Reverse Html Rendering
In order to get back the html representation of a web page, you may use toHtml() recursively. Here's one way to get it:
import org.htmlparser.Parser;
import org.htmlparser.util.NodeIterator;
import org.htmlparser.util.ParserException;
public class ToHtmlDemo
{
public static void main (String[] args) throws ParserException
{
Parser parser = new Parser ("http://urlIWantToParse.com");
StringBuffer html = new StringBuffer (4096);
for (NodeIterator i = parser.elements();i.hasMoreNodes();)
html.append (i.nextNode().toHtml ());
System.out.println (html);
}
}
Often, it might be desired to modify the html being reconstructed. In such a case, you must change the tag's attributes prior to calling toHtml().

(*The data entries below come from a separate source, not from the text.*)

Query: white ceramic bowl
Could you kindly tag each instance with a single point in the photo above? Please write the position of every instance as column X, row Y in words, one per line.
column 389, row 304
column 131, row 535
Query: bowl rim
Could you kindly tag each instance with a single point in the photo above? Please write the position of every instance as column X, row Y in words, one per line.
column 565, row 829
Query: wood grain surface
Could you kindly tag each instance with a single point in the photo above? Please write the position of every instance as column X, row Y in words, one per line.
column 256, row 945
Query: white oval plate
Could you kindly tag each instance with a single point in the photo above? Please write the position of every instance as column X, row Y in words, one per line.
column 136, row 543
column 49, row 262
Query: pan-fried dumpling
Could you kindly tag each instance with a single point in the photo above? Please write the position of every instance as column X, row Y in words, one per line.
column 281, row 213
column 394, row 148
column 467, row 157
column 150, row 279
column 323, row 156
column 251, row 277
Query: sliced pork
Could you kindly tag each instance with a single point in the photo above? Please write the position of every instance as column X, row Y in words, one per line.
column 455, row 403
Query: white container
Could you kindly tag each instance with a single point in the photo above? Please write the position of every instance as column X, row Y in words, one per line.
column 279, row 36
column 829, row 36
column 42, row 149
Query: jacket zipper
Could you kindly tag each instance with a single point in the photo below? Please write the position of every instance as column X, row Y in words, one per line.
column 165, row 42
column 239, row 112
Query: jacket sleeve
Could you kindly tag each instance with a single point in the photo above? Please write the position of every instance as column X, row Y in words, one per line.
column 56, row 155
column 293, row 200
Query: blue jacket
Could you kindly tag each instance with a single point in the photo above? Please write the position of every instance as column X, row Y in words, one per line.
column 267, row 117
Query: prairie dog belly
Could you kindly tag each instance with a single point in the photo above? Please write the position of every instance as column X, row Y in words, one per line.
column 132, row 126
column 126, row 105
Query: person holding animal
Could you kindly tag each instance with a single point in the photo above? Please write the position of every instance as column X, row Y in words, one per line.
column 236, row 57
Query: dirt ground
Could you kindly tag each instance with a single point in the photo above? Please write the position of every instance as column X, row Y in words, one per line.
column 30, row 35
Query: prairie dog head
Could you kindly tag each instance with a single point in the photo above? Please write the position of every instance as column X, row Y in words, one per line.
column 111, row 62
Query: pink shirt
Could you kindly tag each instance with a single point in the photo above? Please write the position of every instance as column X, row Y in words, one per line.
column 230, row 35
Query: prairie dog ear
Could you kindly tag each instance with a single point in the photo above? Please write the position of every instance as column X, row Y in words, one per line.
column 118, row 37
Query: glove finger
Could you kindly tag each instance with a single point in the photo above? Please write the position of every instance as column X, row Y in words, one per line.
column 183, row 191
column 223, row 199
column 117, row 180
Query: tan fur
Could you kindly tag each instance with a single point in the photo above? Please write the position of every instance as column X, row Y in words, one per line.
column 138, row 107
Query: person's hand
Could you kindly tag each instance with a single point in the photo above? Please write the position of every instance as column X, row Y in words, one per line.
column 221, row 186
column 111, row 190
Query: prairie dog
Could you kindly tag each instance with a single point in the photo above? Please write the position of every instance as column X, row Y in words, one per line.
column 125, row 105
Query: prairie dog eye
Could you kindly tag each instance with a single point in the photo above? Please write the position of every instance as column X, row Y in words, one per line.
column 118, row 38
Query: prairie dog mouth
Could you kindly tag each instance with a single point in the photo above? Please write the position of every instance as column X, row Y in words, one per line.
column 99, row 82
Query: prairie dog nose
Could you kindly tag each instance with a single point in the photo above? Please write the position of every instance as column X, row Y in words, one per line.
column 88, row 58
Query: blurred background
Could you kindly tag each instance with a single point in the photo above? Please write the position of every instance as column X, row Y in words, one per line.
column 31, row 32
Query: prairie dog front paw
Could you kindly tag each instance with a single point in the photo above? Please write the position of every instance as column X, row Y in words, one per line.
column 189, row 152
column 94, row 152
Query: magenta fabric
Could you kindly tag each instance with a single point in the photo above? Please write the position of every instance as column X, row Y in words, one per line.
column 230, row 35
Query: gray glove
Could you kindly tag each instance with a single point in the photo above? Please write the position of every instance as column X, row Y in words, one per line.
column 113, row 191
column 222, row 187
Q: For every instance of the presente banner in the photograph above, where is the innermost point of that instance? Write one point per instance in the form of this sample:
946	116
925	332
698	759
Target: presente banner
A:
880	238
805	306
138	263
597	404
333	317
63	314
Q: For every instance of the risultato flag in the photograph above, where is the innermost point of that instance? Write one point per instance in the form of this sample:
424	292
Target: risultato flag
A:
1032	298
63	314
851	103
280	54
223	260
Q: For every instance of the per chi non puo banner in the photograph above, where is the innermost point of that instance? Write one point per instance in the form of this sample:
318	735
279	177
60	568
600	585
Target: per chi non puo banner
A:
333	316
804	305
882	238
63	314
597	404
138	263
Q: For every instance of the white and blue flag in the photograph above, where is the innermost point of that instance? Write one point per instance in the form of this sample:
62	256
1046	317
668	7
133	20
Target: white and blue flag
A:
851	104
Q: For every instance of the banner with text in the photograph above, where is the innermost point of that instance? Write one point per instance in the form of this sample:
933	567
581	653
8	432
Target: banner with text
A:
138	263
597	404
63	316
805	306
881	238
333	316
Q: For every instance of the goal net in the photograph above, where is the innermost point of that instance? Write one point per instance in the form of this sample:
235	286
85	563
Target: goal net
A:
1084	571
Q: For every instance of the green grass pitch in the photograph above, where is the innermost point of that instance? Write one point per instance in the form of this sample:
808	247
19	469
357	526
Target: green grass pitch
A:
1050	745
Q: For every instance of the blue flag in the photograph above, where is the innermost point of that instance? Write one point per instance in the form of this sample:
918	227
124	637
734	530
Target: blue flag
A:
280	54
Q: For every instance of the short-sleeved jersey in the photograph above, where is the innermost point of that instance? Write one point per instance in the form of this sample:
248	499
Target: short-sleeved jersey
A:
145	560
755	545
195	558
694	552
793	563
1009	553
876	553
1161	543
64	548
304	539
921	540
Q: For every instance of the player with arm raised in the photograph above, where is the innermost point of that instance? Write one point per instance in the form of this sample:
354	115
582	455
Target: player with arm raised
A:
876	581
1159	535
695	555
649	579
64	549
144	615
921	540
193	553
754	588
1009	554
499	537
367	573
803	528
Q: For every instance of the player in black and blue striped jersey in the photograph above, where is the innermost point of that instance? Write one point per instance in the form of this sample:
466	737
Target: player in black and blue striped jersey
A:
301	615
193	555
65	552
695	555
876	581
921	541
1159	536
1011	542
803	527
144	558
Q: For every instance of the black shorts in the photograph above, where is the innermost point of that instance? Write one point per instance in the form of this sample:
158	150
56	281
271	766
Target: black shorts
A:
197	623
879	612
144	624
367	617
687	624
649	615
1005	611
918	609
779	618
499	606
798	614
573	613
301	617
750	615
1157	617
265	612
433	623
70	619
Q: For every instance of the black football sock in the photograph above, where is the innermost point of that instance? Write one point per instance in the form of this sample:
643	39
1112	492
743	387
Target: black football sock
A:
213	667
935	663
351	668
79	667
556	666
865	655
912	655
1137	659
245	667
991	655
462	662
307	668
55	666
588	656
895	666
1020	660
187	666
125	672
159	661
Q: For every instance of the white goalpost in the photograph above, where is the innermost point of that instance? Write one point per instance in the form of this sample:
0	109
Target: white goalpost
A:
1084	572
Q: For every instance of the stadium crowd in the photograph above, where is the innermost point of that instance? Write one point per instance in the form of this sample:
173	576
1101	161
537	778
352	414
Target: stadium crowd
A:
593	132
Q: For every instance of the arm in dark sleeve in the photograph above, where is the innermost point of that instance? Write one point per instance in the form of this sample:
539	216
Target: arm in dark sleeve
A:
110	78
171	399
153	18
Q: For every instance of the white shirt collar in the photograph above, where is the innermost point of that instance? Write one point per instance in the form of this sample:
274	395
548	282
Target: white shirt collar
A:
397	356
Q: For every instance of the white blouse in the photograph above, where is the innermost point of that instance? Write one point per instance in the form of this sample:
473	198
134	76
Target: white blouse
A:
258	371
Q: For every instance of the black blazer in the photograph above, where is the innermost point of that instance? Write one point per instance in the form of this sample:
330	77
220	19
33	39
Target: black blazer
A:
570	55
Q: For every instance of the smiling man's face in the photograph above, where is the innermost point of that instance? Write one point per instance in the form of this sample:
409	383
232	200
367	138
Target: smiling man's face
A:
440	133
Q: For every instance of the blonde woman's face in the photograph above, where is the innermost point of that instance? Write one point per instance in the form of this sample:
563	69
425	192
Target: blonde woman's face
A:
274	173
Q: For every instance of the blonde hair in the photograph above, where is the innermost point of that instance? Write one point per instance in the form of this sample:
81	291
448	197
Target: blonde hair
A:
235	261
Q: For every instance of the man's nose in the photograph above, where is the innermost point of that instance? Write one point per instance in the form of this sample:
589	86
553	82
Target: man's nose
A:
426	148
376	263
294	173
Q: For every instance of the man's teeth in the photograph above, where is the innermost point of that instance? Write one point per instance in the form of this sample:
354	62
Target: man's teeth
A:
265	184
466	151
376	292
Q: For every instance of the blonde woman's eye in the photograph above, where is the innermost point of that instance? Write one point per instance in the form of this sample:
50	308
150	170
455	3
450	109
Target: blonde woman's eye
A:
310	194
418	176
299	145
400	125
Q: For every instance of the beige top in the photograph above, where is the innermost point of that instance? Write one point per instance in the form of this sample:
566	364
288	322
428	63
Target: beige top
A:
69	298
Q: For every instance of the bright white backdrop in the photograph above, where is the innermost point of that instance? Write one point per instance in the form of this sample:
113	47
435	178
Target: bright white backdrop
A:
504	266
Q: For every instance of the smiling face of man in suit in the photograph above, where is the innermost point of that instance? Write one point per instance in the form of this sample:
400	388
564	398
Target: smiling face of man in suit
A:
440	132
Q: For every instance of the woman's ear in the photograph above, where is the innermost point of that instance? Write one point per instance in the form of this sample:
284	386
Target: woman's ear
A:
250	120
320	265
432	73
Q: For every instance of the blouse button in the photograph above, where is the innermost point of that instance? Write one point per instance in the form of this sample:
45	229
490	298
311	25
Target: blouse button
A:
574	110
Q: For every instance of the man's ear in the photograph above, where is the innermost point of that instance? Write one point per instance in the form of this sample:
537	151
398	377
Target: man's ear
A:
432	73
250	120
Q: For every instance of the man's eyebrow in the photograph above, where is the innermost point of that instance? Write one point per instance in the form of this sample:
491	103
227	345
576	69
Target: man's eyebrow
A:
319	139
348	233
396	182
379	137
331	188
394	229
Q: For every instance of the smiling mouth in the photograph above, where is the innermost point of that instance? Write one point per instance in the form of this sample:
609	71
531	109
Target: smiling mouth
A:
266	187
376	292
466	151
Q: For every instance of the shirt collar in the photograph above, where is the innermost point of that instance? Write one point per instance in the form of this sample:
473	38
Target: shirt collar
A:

For example, if the tag in question is a link tag, and you wish to modify the href, do this:
linkTag.setLink ("http://newUrlString");
linkTag.toHtml ();
This is equivalent to:
linkTag.setAttribute ("href", "http://newUrlString");
linkTag.toHtml ();
This latter would work on any tag, but few other tags have an HREF attribute according to the HTML specification.
The toHtml() method applies to all nodes, not just tags. For tags it is basically a reconstruction of the tag using its attributes (at the atomic level) and its children (at the macro/composite level).
You can also change the name of the tag like so:
tag.setTagName (newTagName);
and there are numerous ways to add, remove or change the attributes of a tag. For example, to add or change the ID attribute to "EditArea" use:
tag.setAttribute ("id", "EditArea", '"');
Whole tags can be added and removed from the list of children held by each tag. For example, to add a <P> tag at the same level as another tag:
newTag = new Tag ();
newTag.setTagName ("P");
tag.getParent ().getChildren ().add (newTag);
Be careful, getChildren () may return null for an arbitrary tag.